Swinging from that stance, Musial won seven batting championships, hit 475 home runs and amassed 3,630 hits. His brilliance lay in his consistency. He had 1,815 hits at home and 1,815 on the road. He drove in 1,951 runs and scored 1,949 runs. And his power could be explosive: he set a major league record, equaled only once, when he hit five home runs in a doubleheader.

"There is only one way to pitch to Musial — under the plate," Leo Durocher, the manager of the Brooklyn Dodgers and New York Giants teams that Musial often victimized, once said.

Musial was renowned for his concentration at the plate, and for his patience: he struck out only 696 times in 10,972 at-bats in his 22 major league seasons, all as a Cardinal. A gentlemanly and sunny figure — he loved to play "Take Me Out to the Ball Game" on his harmonica — he was never ejected from a game. When admirers approached him, he chatted them up with his familiar "whattayasay, whattayasay."

But he otherwise had little of the glamour of the other stars of his era — from the World War II years to the early 1960s — when baseball was the undisputed king of sports. He did not have the mystique of Joe DiMaggio, the tempestuousness of Ted Williams, the electrifying presence of Willie Mays, the country-boy aura of Mickey Mantle.
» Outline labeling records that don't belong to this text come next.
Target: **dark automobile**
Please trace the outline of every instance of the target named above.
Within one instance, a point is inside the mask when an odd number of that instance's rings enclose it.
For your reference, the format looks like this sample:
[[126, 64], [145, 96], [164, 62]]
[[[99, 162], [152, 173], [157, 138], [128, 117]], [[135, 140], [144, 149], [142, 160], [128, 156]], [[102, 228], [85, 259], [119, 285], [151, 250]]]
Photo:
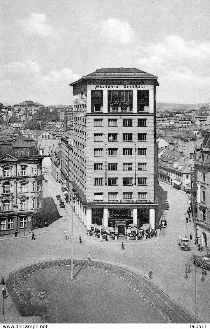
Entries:
[[65, 208], [65, 205], [64, 204], [64, 203], [62, 201], [61, 201], [59, 204], [60, 208]]
[[[196, 262], [196, 259], [198, 260], [202, 264], [206, 269], [210, 271], [210, 258], [209, 258], [206, 256], [198, 256], [196, 255], [194, 255], [193, 258], [195, 259], [195, 262]], [[201, 264], [200, 264], [199, 262], [197, 262], [196, 263], [199, 266], [202, 267]]]
[[165, 210], [169, 210], [169, 208], [170, 207], [169, 205], [168, 204], [168, 201], [167, 200], [166, 200], [165, 201]]

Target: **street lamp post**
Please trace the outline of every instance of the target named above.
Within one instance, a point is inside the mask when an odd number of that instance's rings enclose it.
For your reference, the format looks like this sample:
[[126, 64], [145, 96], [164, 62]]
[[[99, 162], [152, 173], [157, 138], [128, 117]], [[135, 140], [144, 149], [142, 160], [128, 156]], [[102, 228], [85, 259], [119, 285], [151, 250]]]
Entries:
[[[205, 267], [202, 264], [201, 262], [197, 258], [195, 258], [193, 257], [190, 257], [189, 258], [189, 261], [187, 263], [185, 264], [185, 278], [186, 279], [188, 279], [188, 276], [187, 275], [188, 273], [190, 273], [191, 272], [191, 270], [190, 270], [190, 262], [191, 261], [192, 261], [193, 262], [194, 265], [195, 265], [195, 321], [196, 323], [198, 323], [198, 307], [197, 307], [197, 269], [198, 267], [199, 266], [201, 266], [202, 268], [202, 277], [201, 278], [201, 281], [202, 282], [204, 282], [205, 281], [205, 278], [204, 276], [206, 276], [207, 275], [207, 273], [206, 272], [206, 270]], [[188, 269], [187, 270], [187, 264], [188, 264]]]
[[[76, 192], [74, 192], [74, 194], [77, 194], [78, 195], [78, 193], [77, 193]], [[71, 244], [72, 244], [72, 251], [71, 253], [71, 280], [74, 280], [74, 268], [73, 267], [73, 263], [74, 263], [74, 252], [73, 252], [73, 247], [74, 247], [74, 241], [73, 241], [73, 230], [74, 228], [74, 222], [73, 221], [73, 216], [74, 215], [74, 203], [73, 201], [74, 200], [75, 200], [75, 197], [73, 196], [73, 195], [72, 195], [72, 238], [71, 238]]]

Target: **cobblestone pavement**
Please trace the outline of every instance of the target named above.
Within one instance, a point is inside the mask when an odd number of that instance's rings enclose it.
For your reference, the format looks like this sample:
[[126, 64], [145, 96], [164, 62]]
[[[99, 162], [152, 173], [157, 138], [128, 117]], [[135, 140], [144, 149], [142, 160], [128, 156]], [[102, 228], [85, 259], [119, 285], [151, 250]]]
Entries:
[[[24, 264], [42, 259], [71, 256], [71, 206], [66, 204], [67, 209], [59, 208], [55, 197], [56, 194], [60, 194], [64, 201], [61, 185], [55, 182], [51, 175], [45, 176], [48, 183], [44, 182], [44, 196], [53, 198], [62, 217], [47, 227], [46, 234], [37, 236], [35, 241], [27, 237], [18, 240], [0, 240], [2, 261], [0, 274], [5, 276], [13, 269]], [[192, 230], [192, 224], [190, 229], [189, 224], [187, 228], [186, 222], [186, 211], [189, 207], [188, 196], [169, 186], [161, 183], [160, 185], [167, 192], [170, 209], [164, 212], [163, 216], [167, 221], [167, 227], [161, 230], [159, 240], [154, 242], [150, 240], [148, 242], [148, 240], [142, 241], [143, 243], [132, 241], [129, 243], [124, 240], [125, 249], [123, 250], [120, 240], [115, 243], [100, 242], [95, 238], [87, 237], [83, 224], [75, 214], [74, 220], [80, 230], [74, 226], [75, 257], [86, 258], [90, 251], [93, 259], [104, 260], [129, 266], [147, 277], [149, 269], [151, 267], [154, 284], [161, 289], [163, 288], [174, 300], [177, 299], [183, 303], [187, 309], [189, 308], [195, 312], [195, 274], [192, 271], [188, 280], [184, 277], [185, 264], [192, 256], [192, 252], [182, 251], [177, 243], [178, 235], [187, 235], [188, 230], [189, 232]], [[65, 239], [64, 233], [66, 230], [70, 237], [67, 240]], [[193, 233], [194, 236], [194, 232]], [[79, 235], [82, 236], [82, 243], [79, 242]], [[192, 243], [192, 245], [193, 252], [195, 247]], [[210, 275], [208, 272], [205, 282], [202, 282], [199, 278], [200, 270], [201, 277], [201, 269], [198, 269], [199, 315], [209, 322]]]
His Cardinals were far removed from the coastal media centers, and he shunned controversy.

He simply tattooed National League pitching.

Musial played on three World Series championship teams, won three Most Valuable Player awards, had a career batting average of .331 while playing in the outfield and at first base, and was the fourth player inducted into the Baseball Hall of Fame in his first year of eligibility.

He was the most cherished Cardinal of them all in a city that witnessed the exploits of Grover Cleveland Alexander and Rogers Hornsby, Dizzy Dean and the Gashouse Gang, Enos Slaughter, Marty Marion, Red Schoendienst, Ozzie Smith, Lou Brock, Bob Gibson, Mark McGwire and Albert Pujols.

Pujols, the slugger from the Dominican Republic, was sometimes saluted as El Hombre as he neared the end of his time in St. Louis.

"I don't want to be called that," he told The St. Louis Post-Dispatch in 2010. "There is one man that gets that respect, and that's Stan Musial. I know El Hombre is The Man in Spanish. But he is The Man."

A frail Musial, wearing a Cardinal red sport jacket, went to the White House in February 2011 to receive the Medal of Freedom, the nation's highest civilian award, from President Obama, who called him "untarnished, a beloved pillar of the community, a gentleman you'd want your kids to emulate."

There is one Gateway Arch in St. Louis but two statues of Stan the Man. Both are outside the Cardinals' Busch Stadium, the earlier one engraved with the words of Ford Frick, the baseball commissioner at the time, speaking at a ceremony before Musial's final game, on Sunday, Sept. 29, 1963, at home against the Cincinnati Reds: "Here stands baseball's perfect warrior. Here stands baseball's perfect knight."

Stanley Frank Musial was born on Nov. 21, 1920, in Donora, Pa., a zinc and steel mill town some 30 miles from Pittsburgh where smokestacks sent grime aloft around the clock. He was the fifth of six children of Lukasz Musial, a Polish immigrant who worked at a steel and wire company, and his wife, Mary, a New York City native of Czech descent.

This article has been revised to reflect the following correction:

Correction: January 19, 2013

An earlier version of this article misstated the number of hits Stan Musial had at home and on the road. It was 1,815 for each, not 1,860.